Là où je n'ai pas très bien suivi (peut-être manque d'attention, alors pardon d'avance) :
- La notion de Destin, tu l'opposes à la Fatalité. Mais la fatalité est fixée par le destin, c'est ce qui doit arrivé, non ? Je l'opposais plus volontier au Hasard (cf. ta première phrase où le chaos organisé est inmpossible)
- le Destin des hommes de recevoir le "Don d'Ilùvatar" a été transformé par Melkor en "punition pour les hommes". J'avais, à travers la lecture, eut une conception quelque peu différente (mais tout à fait personnelle). Je pensais que ce "don" que recevaient les hommes étaient de pouvoir renaître ailleurs que sur Arda. Et dans ce contexte, après la Fin des Temps, "une musique encore plus grande, celle des choeurs des Ainur et des Enfants d'Ilùvatar" donnerait naissance à un autre monde, plus beau et parfait : un Paradis.
- le rôle de la Chrétienté : si l'influence de la religion est notoire dans les écris de Tolkien, sa pensée dans le Silmarillion, plus que pour le Seigneur des Anneaux (mais présente toutefois) était véritablement tournée vers la Création par un Dieu Unique, complété par des "Archanges" puissants (Valar) et des "anges" moins puissants (maiar) mais tout aussi actifs.
Là où je te rejoins totalement, Tolkien est un génie dans son genre. Et peu d'auteurs en vérité peuvent prétendre d'avoir laisser un Monde à leurs descendants.
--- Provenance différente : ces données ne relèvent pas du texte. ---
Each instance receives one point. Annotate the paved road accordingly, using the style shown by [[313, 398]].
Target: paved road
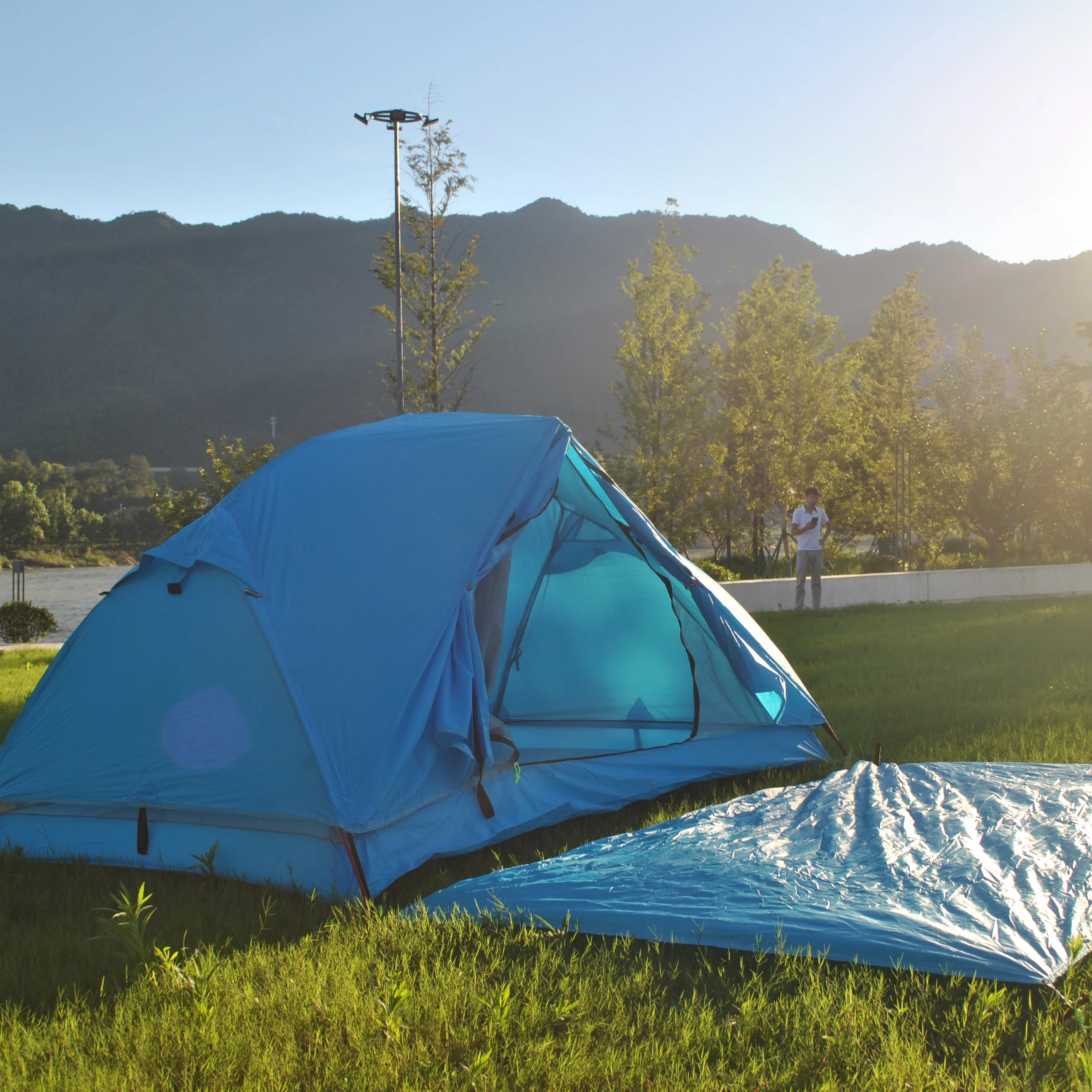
[[69, 593]]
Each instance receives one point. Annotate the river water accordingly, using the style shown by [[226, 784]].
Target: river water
[[68, 593]]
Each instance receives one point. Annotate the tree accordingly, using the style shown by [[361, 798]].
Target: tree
[[781, 379], [67, 525], [436, 281], [23, 517], [669, 455], [1016, 436], [890, 423], [232, 466]]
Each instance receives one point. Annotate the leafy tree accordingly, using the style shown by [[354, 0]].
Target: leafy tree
[[230, 467], [437, 280], [890, 366], [21, 623], [23, 517], [68, 525], [781, 379], [106, 487], [1016, 434], [669, 453]]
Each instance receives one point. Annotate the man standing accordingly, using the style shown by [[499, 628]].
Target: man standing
[[811, 529]]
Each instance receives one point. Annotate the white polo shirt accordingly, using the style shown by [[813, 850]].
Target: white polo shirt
[[809, 540]]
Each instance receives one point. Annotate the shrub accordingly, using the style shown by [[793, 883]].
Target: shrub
[[716, 570], [23, 622]]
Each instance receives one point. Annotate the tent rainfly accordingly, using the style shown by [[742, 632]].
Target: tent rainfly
[[392, 642]]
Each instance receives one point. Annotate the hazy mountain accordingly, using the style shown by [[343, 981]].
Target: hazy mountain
[[147, 336]]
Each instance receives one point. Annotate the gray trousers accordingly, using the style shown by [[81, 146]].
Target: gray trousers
[[808, 560]]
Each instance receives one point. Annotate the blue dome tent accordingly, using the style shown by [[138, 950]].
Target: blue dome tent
[[397, 641]]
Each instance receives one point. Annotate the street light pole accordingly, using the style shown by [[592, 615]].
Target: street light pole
[[395, 120]]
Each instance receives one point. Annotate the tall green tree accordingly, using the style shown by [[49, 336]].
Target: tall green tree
[[231, 466], [23, 517], [1016, 436], [781, 378], [438, 279], [669, 452], [890, 421]]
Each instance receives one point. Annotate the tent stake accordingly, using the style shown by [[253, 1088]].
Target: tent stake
[[833, 736], [354, 860]]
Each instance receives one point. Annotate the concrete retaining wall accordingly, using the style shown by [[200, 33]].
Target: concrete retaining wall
[[948, 586]]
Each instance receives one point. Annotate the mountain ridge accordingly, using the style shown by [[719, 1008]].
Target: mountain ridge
[[148, 335]]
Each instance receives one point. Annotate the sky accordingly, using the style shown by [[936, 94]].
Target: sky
[[861, 125]]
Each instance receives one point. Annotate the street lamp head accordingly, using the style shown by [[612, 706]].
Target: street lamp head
[[395, 117]]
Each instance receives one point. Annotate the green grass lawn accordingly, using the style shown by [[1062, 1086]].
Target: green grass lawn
[[276, 990]]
Le Silmarillion est une oeuvre bien plus complexe et complète que le Seigneur des Anneaux, bien plus passionnante aussi.
Deux questions cependant auxquelles je n'ai pas encore trouvé de réponse : dans le Silmarillion, au sujet des Valars : ils sont quinze au départ, puis Melkor est déchu, ils se retrouvent à quatorze. Y a t-il une signification à ce chiffre ou est-ce le fruit d'un hasard de la "création" (pour faire référence aux chiffres "magiques" de la Religion comme les douzes apôtres...) ? De même, ces Valars, pour les plus puissants vont par couple. Sauf Ulmo (que tu définiras justement comme l'Instrument de Eru via Manwë) ; Nienna et Melkor (là, on se doute que celui-là, il vaut mieux qu'il soit seul...) ?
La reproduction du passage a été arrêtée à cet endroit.